With the nearly 50 percent increase in the number of BAP-certified facilities came a significant growth in the annual output from BAP-certified processing plants, to 1.86 million metric tons at the end of November, a 30 percent increase from the end of 2014.

“We’re proud of this BAP milestone, which is really an achievement of producers and marketplace endorsers,” said GAA President George Chamberlain. “The impact of this program goes far beyond the numbers themselves — it has led to industry-wide changes in attitudes and policies that are improving practices on a broad scale.”

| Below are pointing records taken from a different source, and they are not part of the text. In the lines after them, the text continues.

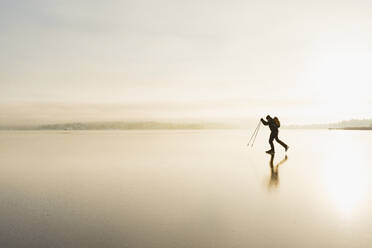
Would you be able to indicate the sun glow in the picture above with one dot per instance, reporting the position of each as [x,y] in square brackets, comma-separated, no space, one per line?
[338,79]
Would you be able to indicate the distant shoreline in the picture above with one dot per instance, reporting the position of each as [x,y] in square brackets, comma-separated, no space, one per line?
[352,128]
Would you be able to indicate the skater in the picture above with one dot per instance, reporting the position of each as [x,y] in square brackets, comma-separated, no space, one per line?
[274,125]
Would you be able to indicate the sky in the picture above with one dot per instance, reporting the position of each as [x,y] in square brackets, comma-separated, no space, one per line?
[304,61]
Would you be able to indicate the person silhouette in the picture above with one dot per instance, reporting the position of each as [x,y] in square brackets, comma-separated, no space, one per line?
[274,128]
[274,177]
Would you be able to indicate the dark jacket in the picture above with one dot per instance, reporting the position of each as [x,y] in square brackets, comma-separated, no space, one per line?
[271,124]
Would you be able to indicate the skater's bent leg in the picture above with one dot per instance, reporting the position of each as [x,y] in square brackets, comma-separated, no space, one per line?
[281,142]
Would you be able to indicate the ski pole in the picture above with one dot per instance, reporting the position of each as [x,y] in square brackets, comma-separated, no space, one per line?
[259,125]
[254,133]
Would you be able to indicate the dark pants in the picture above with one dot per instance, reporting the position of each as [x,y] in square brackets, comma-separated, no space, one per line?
[274,135]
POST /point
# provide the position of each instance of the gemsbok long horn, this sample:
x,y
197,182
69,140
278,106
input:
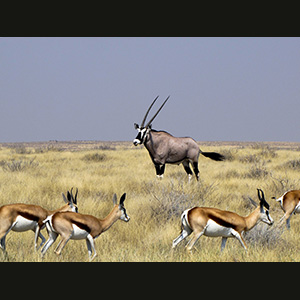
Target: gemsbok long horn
x,y
157,112
143,122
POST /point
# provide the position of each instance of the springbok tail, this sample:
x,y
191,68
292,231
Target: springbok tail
x,y
214,156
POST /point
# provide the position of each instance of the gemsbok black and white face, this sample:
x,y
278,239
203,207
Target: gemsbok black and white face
x,y
144,130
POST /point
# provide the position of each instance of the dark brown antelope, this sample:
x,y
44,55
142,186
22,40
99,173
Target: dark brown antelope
x,y
290,204
21,217
214,222
164,148
79,226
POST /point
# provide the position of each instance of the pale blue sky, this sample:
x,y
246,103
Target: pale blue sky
x,y
222,89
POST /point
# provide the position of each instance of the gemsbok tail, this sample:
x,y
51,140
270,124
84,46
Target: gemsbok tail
x,y
214,155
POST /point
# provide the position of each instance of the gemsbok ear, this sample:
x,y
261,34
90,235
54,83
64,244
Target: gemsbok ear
x,y
114,199
122,199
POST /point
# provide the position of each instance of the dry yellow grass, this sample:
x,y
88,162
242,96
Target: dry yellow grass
x,y
38,174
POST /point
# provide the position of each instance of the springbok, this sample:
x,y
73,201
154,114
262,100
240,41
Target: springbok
x,y
21,217
78,226
290,204
164,148
214,222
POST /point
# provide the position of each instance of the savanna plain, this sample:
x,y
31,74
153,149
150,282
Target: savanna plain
x,y
37,173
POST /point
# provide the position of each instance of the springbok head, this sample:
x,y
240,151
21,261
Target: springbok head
x,y
143,129
71,200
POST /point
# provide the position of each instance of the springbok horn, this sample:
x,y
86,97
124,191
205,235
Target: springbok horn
x,y
148,111
157,112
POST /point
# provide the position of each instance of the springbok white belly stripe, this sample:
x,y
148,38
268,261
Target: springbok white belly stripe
x,y
213,229
78,233
23,224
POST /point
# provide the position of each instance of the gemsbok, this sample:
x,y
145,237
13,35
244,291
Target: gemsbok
x,y
78,227
164,148
21,217
213,222
290,204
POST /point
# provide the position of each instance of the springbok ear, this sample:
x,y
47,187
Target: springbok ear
x,y
64,197
122,199
115,199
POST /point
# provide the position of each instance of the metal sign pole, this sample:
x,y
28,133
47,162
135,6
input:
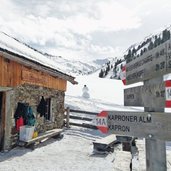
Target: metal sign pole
x,y
155,149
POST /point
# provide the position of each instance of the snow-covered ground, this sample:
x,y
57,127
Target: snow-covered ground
x,y
74,152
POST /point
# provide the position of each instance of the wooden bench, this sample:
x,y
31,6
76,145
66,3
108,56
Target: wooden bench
x,y
105,144
55,133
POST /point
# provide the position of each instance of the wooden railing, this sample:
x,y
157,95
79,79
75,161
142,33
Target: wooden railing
x,y
86,118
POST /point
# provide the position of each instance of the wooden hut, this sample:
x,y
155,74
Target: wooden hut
x,y
27,76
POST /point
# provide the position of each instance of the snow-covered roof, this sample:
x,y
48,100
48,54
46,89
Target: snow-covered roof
x,y
15,50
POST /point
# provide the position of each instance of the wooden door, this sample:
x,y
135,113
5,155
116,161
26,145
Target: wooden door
x,y
1,121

“For us, BAP has always been more than a standard. It is a solution,” added GAA Executive Director Wally Stevens. “It is all-encompassing assurance for aquaculture stakeholders that the issues associated with the environment, workers, animals and food safety are being responsibly managed at aquaculture facilities worldwide.”

Other highlights from the end of November 2014 include:

• Since the end of 2014, the number of BAP-certified farms has increased 56 percent, to 578 farms.

• The bulk of the growth in the number of BAP-certified farms came from shrimp and from salmon and trout. The number of BAP-certified salmon and trout farms doubled, to 268 farms at the end of November 2015. The number of BAP-certified shrimp farms increased 34%, to 213 farms at the end of November 2015.

• The number of BAP-certified farms reached 315 at the end of November 2015. That’s a 16 percent increase from the end of 2014.

• The number of BAP-certified hatcheries and feed mills totaled 81 and 54, respectively, at the end of November 201, compared to 32 hatcheries and 27 feed mills at the end of 2014.

About BAP
A division of the Global Aquaculture Alliance, Best Aquaculture Practices is an international certification program based on achievable, science-based and continuously improved performance standards for the entire aquaculture supply chain — farms, hatcheries, processing plants and feed mills — that assure healthful foods produced through environmentally and socially responsible means. BAP certification is based on independent audits that evaluate compliance with the BAP standards developed by the Global Aquaculture Alliance.